Hornworts always have a non-leafy thallus. The spores of hornworts are made in erect horn-like structures that spiral open.
The pūkohukohu of Chartwell Reserve
Thirty-seven species of mosses, 24 liverworts, and 1 hornwort were found during the bioblitz. That is more than 10% of the total biodiversity that was recorded. I still have a few identifications to finish, so these numbers will likely increase slightly. My thanks to those who helped with the searching and identification, especially Lara Shepherd, Paul Bell-Butler, and Kate Jordan.
Many of the bigger, more obvious New Zealand bryophytes seem absent from Chartwell Reserve. This could be because of the young age of the forest. Many of the species we found were small, and often closely appressed to rocks, soil banks, or tree trunks. A hand-lens with ×10 magnification is generally an essential tool for looking at bryophytes in the field, and even more so in Chartwell. Many identifications also need checking under a microscope, which can be fiddly and slow (and partly explains why I haven’t finished all of the identifications).
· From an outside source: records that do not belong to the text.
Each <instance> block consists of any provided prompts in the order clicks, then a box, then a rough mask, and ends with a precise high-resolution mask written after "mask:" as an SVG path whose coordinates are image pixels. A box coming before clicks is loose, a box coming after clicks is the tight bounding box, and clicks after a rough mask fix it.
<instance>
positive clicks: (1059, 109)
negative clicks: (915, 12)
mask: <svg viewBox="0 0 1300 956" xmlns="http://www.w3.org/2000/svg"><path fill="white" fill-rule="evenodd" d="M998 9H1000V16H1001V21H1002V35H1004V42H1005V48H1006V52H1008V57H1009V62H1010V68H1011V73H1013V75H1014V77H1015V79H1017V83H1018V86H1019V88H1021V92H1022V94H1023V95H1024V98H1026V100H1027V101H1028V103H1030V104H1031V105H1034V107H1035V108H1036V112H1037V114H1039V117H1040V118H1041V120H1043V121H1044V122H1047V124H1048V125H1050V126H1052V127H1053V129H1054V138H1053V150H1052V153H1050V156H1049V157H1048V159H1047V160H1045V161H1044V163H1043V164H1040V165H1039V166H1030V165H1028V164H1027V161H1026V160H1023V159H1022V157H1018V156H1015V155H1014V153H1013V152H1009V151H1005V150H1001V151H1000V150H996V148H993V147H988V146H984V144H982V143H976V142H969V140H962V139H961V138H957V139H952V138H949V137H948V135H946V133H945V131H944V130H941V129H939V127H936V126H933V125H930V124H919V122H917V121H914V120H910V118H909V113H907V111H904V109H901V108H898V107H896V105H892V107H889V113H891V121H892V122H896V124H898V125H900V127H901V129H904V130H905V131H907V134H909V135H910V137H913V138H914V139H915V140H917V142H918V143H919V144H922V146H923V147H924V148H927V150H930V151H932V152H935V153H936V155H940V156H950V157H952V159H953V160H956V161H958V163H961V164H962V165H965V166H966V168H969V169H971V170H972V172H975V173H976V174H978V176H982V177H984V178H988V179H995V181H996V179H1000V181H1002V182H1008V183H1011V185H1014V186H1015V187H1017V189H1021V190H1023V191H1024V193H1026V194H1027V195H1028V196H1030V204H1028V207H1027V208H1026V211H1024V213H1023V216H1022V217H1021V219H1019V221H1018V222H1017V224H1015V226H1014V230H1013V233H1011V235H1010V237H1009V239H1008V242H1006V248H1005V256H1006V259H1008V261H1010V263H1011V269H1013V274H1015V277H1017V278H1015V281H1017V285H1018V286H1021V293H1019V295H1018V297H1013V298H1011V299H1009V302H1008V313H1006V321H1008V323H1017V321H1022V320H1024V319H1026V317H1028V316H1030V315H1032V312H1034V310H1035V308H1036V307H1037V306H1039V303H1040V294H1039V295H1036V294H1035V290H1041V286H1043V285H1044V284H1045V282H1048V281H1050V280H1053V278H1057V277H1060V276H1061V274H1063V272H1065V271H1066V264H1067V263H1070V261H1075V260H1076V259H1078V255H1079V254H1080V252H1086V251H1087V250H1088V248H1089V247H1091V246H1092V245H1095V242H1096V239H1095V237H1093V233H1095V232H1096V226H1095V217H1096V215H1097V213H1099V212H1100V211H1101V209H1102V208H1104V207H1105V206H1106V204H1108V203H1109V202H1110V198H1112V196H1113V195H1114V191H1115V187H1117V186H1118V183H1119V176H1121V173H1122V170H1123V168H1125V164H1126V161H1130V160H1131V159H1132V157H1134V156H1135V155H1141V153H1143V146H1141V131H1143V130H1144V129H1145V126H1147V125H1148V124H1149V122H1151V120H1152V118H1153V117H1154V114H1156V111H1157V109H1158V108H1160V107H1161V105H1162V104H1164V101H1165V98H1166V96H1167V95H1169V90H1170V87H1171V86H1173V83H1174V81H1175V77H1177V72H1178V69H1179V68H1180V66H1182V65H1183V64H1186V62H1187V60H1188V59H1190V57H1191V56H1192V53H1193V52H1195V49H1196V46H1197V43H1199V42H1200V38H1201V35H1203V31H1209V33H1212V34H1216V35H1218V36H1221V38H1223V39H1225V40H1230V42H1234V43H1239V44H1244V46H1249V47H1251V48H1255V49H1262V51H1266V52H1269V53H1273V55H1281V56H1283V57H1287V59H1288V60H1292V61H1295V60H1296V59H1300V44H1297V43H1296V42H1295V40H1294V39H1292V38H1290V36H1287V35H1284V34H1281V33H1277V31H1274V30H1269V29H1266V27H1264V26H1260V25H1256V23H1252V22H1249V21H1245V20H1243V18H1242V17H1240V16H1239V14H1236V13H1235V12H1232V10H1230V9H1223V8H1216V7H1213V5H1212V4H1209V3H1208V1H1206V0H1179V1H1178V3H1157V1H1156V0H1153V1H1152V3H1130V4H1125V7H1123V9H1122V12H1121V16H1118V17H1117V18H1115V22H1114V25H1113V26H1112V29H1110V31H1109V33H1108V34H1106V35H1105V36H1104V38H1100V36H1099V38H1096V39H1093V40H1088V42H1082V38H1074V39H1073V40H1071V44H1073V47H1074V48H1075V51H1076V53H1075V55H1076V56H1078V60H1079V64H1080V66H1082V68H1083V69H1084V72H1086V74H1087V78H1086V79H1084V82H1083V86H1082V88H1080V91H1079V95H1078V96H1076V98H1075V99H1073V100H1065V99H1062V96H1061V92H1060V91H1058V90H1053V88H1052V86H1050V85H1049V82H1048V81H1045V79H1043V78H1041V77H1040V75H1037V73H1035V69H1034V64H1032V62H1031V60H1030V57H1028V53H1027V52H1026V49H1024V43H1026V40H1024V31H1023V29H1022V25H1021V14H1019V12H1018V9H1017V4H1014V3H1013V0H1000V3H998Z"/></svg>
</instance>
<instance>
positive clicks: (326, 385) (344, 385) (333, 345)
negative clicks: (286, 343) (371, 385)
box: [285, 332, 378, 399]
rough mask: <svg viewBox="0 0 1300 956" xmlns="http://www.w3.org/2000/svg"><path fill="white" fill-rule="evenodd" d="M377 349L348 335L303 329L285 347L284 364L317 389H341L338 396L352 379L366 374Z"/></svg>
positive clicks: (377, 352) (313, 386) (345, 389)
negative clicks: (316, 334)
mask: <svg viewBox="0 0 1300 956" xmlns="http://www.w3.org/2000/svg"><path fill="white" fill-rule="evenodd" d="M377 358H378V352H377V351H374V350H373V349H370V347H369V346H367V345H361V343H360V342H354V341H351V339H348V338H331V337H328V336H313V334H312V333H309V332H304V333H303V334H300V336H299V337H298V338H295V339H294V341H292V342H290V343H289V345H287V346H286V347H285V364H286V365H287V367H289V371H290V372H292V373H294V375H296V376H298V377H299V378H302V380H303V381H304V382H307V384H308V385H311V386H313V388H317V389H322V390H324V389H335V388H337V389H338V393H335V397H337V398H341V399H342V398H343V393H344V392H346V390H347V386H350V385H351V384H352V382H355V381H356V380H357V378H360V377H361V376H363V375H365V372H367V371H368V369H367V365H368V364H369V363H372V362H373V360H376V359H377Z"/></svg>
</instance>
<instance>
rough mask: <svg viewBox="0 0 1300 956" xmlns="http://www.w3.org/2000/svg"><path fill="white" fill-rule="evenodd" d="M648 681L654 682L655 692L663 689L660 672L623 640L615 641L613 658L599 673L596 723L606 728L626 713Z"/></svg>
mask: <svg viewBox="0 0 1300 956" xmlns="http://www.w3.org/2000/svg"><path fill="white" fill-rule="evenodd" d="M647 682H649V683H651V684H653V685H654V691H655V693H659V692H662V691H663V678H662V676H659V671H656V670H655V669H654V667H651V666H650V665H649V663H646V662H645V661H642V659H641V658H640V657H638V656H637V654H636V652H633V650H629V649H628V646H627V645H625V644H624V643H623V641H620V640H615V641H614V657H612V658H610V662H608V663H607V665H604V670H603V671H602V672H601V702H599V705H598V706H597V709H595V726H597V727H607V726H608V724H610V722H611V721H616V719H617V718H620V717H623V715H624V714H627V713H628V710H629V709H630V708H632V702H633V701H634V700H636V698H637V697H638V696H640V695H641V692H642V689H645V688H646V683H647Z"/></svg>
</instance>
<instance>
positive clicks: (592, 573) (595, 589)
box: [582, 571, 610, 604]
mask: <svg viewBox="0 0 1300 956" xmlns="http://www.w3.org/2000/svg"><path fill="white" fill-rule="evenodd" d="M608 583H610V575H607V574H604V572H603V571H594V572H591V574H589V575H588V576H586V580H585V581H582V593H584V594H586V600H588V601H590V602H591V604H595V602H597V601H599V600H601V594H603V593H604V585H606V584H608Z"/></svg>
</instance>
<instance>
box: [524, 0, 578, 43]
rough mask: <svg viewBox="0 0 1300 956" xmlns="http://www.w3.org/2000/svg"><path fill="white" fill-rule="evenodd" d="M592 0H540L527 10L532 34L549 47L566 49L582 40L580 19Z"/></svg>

Below are some of the mosses and liverworts seen in Chartwell Reserve.













If you look closely, you will find mosses and liverworts all around you, including in town, such as on rock walls, tree trunks, between pavers, and among grass.
Learning how to distinguish pūkohukohu can be tricky, but a good start can be made by using a hand-lens or strong magnifying glass to examine the shapes of their leaves and, if present, spore-making capsules. If you can upload close-up photos to the iNaturalist website, it is possible that the community there will be able to help make identifications.